Dentre as várias memórias que tenho em meu HD cerebral uma sempre se destaca das demais. Em um dia comum estava em casa brincando com meus bonecos e ouvi na TV uma das coisas mais interessantes, cientificamente falando. Não me lembro o nome do fulano, mas sei que este cidadão morreu, porém antes de o fazer deixou claro que gostaria de doar seu cérebro para estudos do ramo das ciências.
Quando ouvi a repórter falando isso até parei de brincar. Fiquei imaginando a cena e tentando entender como os cientistas iriam tirar algum tipo de conclusão. Passados mais ou menos dez anos desse dia ainda não tenho a mínima ideia de como isso é feito, mas sei que se o Tom Zé deixasse eu seria um dos primeiros na fila para ver como sua cabeça funciona, e não, não estou querendo matar o gênio, quero apenas saber como sua brilhante mente funciona. “Vira Lata na Via Láctea” é, para variar, um dos discos mais interessantes do ano.
Quando comecei a publicar textos na internet sempre tive um objetivo, ficar satisfeito com meu conteúdo. Escrever requer muito mais do que apenas tempo, ou até mesmo vontade. Aprendi gradualmente a prestar atenção em tudo que ouvia, e foi ai que a MPB ganhou mais destaque nas minhas playlists.
Logo de cara fui apresentado ao Tom Zé, e já faz bastante tempo que tento captar algo de sua música e colocar em minhas linhas. Tom fala pouco e diz muito, diz tanto que já ouvi sua discografia uma par de vezes e sigo sempre repetindo os discos pois faltam detalhes a serem pescados.
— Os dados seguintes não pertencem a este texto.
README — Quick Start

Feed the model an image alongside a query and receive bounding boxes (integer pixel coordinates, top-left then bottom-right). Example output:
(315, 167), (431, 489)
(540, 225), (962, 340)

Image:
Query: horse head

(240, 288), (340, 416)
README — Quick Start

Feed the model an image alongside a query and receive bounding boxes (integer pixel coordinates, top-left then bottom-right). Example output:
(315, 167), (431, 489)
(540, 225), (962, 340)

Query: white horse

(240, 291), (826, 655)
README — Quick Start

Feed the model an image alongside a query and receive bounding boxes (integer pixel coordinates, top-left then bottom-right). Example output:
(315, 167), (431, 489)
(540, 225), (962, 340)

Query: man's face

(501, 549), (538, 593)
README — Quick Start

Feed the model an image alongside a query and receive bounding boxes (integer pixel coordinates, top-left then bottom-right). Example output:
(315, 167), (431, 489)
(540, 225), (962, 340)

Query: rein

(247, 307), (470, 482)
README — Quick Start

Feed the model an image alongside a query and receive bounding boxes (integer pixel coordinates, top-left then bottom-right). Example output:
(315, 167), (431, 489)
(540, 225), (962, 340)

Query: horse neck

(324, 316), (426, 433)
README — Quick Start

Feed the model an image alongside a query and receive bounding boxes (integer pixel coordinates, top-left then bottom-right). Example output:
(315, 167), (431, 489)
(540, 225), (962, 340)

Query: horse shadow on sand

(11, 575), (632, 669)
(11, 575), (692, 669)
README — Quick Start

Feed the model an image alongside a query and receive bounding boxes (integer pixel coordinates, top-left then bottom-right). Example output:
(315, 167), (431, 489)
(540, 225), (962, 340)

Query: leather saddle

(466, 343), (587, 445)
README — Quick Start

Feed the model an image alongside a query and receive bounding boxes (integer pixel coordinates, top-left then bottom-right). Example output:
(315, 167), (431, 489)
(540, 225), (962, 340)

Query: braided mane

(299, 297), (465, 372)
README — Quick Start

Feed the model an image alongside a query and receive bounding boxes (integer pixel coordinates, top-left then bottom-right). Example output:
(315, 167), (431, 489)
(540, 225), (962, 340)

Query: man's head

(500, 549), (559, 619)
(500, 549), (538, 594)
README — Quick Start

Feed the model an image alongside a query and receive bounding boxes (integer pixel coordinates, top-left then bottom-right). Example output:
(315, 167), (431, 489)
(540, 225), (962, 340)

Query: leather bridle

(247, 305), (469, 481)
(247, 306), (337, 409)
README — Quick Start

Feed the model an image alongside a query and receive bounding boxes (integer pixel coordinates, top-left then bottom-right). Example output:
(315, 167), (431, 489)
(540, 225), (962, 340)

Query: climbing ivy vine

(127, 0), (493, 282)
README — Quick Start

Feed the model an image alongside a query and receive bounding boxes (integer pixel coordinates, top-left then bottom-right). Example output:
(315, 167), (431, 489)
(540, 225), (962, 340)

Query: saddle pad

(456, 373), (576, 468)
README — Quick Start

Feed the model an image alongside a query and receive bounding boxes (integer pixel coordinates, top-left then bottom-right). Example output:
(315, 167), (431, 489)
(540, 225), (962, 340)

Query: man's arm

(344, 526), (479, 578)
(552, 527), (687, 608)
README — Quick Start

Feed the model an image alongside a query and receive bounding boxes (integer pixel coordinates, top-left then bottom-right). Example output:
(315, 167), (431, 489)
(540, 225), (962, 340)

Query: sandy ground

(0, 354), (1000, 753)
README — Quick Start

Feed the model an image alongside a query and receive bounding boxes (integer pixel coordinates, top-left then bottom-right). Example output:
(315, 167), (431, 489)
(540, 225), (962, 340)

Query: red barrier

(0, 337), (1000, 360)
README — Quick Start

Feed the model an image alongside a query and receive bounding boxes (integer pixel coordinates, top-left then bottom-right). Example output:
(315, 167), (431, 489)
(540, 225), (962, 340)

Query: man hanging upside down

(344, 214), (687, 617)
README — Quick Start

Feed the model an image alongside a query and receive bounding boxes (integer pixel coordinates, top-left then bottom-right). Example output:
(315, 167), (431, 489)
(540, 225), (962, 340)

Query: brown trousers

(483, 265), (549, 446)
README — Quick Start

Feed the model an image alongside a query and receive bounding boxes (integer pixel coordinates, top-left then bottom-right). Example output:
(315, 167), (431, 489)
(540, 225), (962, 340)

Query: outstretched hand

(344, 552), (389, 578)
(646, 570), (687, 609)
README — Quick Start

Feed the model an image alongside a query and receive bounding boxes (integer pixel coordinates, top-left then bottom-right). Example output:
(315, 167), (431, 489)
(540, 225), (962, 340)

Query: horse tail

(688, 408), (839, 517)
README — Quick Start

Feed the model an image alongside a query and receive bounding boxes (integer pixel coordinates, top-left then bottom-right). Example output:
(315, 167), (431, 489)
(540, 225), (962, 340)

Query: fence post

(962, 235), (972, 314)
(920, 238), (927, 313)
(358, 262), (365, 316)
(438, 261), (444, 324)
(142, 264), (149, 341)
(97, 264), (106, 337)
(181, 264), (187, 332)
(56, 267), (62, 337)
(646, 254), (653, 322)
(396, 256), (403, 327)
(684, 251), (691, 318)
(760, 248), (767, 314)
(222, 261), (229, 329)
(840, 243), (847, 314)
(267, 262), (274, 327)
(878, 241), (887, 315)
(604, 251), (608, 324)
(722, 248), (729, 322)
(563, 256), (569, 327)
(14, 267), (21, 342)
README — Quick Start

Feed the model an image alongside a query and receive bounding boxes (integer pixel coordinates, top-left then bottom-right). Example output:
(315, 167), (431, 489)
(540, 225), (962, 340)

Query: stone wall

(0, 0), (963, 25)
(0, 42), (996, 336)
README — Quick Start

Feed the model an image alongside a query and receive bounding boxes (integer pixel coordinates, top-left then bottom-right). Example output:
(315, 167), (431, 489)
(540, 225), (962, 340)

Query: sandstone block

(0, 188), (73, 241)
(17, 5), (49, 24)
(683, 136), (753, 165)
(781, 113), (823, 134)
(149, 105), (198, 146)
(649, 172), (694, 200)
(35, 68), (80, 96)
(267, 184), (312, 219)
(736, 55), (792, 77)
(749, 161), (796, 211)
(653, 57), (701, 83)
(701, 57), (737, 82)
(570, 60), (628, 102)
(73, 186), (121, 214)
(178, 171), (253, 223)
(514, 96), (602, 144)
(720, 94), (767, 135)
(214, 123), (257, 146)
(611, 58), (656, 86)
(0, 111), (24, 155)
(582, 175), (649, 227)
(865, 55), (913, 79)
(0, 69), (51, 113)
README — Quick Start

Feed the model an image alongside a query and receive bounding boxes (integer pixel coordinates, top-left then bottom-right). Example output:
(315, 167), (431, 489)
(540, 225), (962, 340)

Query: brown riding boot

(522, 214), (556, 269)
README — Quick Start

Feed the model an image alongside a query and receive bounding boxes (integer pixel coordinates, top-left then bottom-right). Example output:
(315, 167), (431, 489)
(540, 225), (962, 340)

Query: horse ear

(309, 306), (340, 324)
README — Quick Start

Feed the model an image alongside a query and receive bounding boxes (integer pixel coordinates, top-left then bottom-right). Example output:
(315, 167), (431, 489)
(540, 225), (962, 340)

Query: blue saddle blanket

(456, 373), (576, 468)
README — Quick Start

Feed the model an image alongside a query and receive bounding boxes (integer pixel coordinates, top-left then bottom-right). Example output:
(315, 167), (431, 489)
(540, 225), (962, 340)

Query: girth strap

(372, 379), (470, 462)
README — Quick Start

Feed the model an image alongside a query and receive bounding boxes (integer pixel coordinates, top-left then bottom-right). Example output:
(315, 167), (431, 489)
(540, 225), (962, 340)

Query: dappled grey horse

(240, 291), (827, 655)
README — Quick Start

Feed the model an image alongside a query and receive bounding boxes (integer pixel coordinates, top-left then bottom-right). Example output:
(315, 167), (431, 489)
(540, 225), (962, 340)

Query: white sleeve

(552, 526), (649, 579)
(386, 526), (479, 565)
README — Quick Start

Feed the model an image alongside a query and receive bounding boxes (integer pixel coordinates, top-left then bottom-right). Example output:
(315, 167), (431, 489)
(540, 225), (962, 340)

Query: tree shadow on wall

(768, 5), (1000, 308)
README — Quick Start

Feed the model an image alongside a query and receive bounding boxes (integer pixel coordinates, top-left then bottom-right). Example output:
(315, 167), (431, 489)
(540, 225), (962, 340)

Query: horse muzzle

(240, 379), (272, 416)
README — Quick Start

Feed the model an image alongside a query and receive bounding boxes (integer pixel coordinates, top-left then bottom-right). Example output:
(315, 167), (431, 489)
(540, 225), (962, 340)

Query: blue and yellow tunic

Tom pode ser direto, possui classe para fazer rodeios, fala por metáfora e usa um palavrão tal qual um lord inglês. Ele domina a língua, e em sua mão as palavras dobram, torcem, viram do avesso. Ele tem pleno controle e seu discurso sai exatamente do jeito que ele bem entende.
E disco após disco ele segue manipulando seu discurso de uma forma impressionante, com rimas que a princípio surgem relaxadamente estabanadas, mas que com a conexão de apenas uma palavra já torna uma estrofe genial. E neste novo trabalho, seu décimo quinto de estúdio, a criatividade se mantém pulsante e sua vontade em se reinventar no alto de seus 78 anos é contagiante.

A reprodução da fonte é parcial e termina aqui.